A `DataCollection` can be initialized with several DataClass instances like this:
```py
collection = DataCollection(data_1, data_2, ..., data_n)
```
or with the `add_data()`:
```py
collection = DataCollection()
collection.add_data(data_1, data_2, ..., data_n)
```
A data can be accessed by its key:
```py
data_1 = collection["data_1_key"]
```
A list of data dictionaries of the data in a `DataCollection` can be obtained:
```py
collection.get_data()
```
You can also create a list of the Data objects in the `DataCollection`
```py
collection.to_list()
```
To get an overview of the `DataCollection`, just print it out:
```
print(collection)
```
#### BaseData
A specialized Data class can be created for a kind of data with similar attributes
based on the abstract `BaseData` class. The abstract class provides useful helper
functions and a template for the Data interface.
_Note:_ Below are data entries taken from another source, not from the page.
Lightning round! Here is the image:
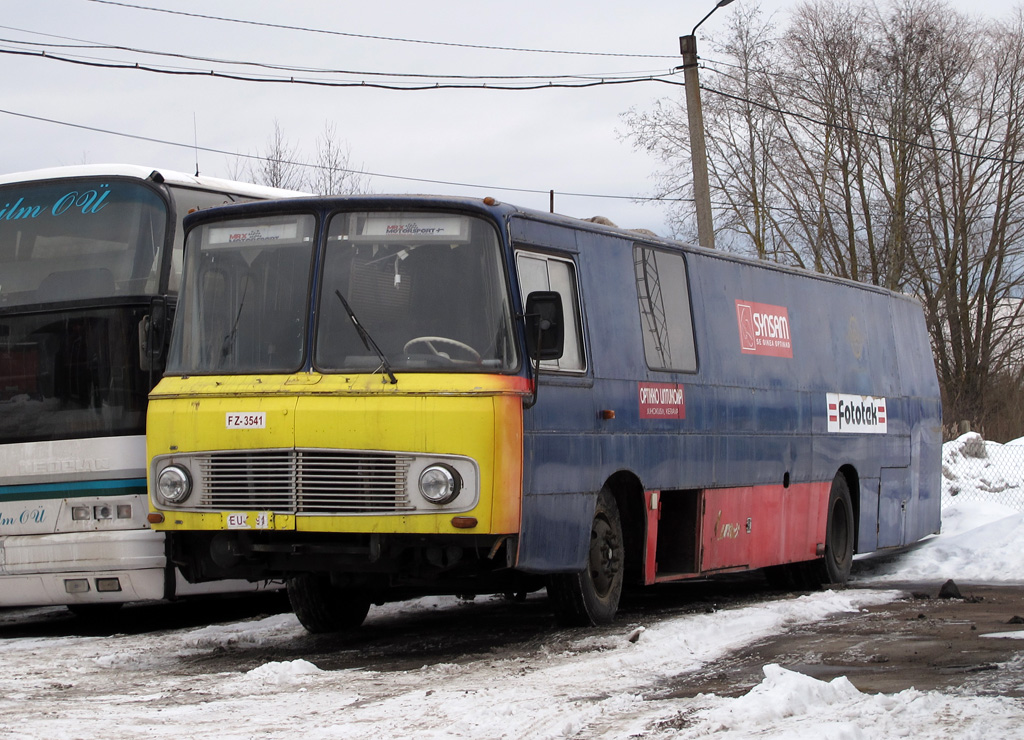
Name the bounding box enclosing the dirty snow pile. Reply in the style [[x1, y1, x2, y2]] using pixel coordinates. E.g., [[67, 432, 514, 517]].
[[0, 431, 1024, 740]]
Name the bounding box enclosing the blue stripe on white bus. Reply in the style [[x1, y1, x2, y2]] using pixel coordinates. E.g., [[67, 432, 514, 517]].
[[0, 478, 145, 500]]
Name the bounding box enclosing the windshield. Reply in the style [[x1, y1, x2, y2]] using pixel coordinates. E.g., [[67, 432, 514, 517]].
[[167, 214, 315, 375], [314, 213, 516, 372], [0, 178, 167, 308], [167, 213, 517, 375]]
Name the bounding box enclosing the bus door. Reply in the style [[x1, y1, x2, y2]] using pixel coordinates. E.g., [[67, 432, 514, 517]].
[[515, 232, 600, 570]]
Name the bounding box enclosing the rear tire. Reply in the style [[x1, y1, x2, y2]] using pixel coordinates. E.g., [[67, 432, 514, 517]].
[[288, 573, 370, 635], [548, 489, 625, 626], [807, 473, 856, 586]]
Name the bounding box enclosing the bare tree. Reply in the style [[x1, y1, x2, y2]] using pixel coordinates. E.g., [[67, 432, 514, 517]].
[[251, 120, 306, 190], [309, 123, 369, 195]]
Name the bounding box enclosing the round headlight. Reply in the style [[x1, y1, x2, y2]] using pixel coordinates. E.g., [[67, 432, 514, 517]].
[[157, 465, 191, 504], [420, 463, 462, 506]]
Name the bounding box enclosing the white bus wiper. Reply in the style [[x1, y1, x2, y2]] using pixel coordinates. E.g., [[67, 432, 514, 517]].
[[220, 277, 249, 364], [334, 290, 398, 385]]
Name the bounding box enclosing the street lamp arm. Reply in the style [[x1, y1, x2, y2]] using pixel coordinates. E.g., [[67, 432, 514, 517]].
[[690, 0, 732, 36]]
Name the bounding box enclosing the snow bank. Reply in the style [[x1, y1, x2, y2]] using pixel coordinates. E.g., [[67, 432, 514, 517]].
[[674, 664, 1024, 740]]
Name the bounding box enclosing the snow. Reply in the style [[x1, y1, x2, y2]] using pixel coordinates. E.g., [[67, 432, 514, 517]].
[[0, 431, 1024, 740]]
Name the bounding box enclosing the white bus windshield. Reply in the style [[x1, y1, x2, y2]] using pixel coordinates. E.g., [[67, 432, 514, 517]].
[[0, 178, 167, 309]]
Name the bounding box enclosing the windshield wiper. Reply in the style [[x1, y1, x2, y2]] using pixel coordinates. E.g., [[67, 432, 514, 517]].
[[334, 290, 398, 385], [220, 277, 249, 364]]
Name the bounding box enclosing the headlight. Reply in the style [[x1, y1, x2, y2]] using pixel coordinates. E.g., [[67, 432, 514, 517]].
[[157, 465, 191, 504], [420, 463, 462, 506]]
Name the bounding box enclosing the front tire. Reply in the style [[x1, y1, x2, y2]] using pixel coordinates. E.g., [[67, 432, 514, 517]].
[[548, 489, 625, 626], [288, 573, 370, 635]]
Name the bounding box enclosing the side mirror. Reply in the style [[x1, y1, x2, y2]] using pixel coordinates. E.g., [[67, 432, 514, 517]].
[[525, 291, 565, 360], [138, 296, 170, 371]]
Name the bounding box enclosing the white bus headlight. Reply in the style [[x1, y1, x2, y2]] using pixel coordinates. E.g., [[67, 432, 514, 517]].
[[420, 463, 462, 506], [157, 465, 191, 504]]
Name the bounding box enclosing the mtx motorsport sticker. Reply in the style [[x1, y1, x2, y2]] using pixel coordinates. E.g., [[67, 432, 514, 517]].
[[736, 299, 793, 357], [638, 383, 686, 419], [825, 393, 886, 434]]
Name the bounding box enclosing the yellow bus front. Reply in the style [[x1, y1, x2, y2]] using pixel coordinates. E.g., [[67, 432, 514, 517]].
[[147, 198, 528, 611], [147, 373, 522, 534]]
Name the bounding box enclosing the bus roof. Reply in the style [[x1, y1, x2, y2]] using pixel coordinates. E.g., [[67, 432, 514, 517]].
[[0, 164, 309, 199]]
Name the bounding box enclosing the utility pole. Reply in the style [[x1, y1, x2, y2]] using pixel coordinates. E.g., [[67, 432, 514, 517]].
[[679, 0, 732, 249]]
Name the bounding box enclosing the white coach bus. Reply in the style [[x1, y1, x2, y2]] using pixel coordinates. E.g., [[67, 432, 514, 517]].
[[0, 165, 297, 613]]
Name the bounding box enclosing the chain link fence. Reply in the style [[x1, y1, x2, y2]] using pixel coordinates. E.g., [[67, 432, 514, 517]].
[[942, 432, 1024, 512]]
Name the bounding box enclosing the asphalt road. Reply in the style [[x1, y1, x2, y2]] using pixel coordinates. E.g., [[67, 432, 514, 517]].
[[0, 574, 1024, 697]]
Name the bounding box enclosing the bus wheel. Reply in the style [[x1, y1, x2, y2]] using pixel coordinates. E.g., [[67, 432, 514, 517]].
[[288, 573, 370, 635], [808, 473, 855, 585], [548, 489, 624, 626]]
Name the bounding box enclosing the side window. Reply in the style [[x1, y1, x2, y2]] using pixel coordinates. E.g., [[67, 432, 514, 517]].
[[515, 252, 587, 373], [633, 245, 697, 373]]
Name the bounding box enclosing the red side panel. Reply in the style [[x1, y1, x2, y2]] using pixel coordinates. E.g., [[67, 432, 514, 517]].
[[644, 481, 831, 583], [700, 482, 830, 572]]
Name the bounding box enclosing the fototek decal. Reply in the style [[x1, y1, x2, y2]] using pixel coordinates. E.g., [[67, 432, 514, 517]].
[[639, 383, 686, 419], [736, 299, 793, 357], [825, 393, 888, 434]]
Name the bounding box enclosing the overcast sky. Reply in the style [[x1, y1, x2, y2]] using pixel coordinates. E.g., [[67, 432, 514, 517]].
[[0, 0, 1012, 234]]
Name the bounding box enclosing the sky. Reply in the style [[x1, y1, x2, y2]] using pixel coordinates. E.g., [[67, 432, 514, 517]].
[[0, 435, 1024, 740], [0, 0, 1011, 234]]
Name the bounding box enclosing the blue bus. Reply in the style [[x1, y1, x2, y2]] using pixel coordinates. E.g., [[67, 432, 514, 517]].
[[147, 195, 941, 632]]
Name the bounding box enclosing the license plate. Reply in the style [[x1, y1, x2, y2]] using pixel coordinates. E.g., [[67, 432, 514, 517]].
[[224, 512, 273, 529], [225, 411, 266, 429]]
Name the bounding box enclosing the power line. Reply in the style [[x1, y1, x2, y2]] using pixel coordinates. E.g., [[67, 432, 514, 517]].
[[700, 84, 1024, 165], [0, 25, 675, 80], [87, 0, 678, 59], [0, 46, 683, 92], [0, 108, 679, 203]]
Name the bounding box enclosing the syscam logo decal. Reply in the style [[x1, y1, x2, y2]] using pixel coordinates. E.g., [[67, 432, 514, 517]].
[[736, 299, 793, 357]]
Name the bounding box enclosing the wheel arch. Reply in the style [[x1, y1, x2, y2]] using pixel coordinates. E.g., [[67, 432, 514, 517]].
[[603, 470, 647, 584], [837, 464, 861, 553]]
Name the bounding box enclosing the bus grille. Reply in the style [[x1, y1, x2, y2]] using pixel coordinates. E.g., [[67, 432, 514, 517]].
[[194, 449, 414, 514]]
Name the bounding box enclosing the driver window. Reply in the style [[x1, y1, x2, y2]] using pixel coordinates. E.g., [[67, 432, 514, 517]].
[[516, 252, 587, 373]]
A file-mapping DataClass will not read the file until the final user calls `get_data()`, which
calls the `read()` method of its `file_format_class` and returns
the python dictionary of the data. The `file_format_class` is defined by one of these functions:
To create/set a DataClass as a python dictionary mapping:
- `from_dict()`: Create a class instance mapping from a python dictionary.
- `set_dict()`: Set the class as a python dictionary mapping.
To create/set a DataClass as a file mapping:
- `set_file()`: Set the class as a file mapping.
- `from_file()`: Create a class instance mapping from a file.
To write the Data class into a file in a certain file format you can:
```py
data_file = data.write(filename = 'test_file', format_class=FormatClass)
```
The file can then be written into a `test_file`, with the FormatClass you specify.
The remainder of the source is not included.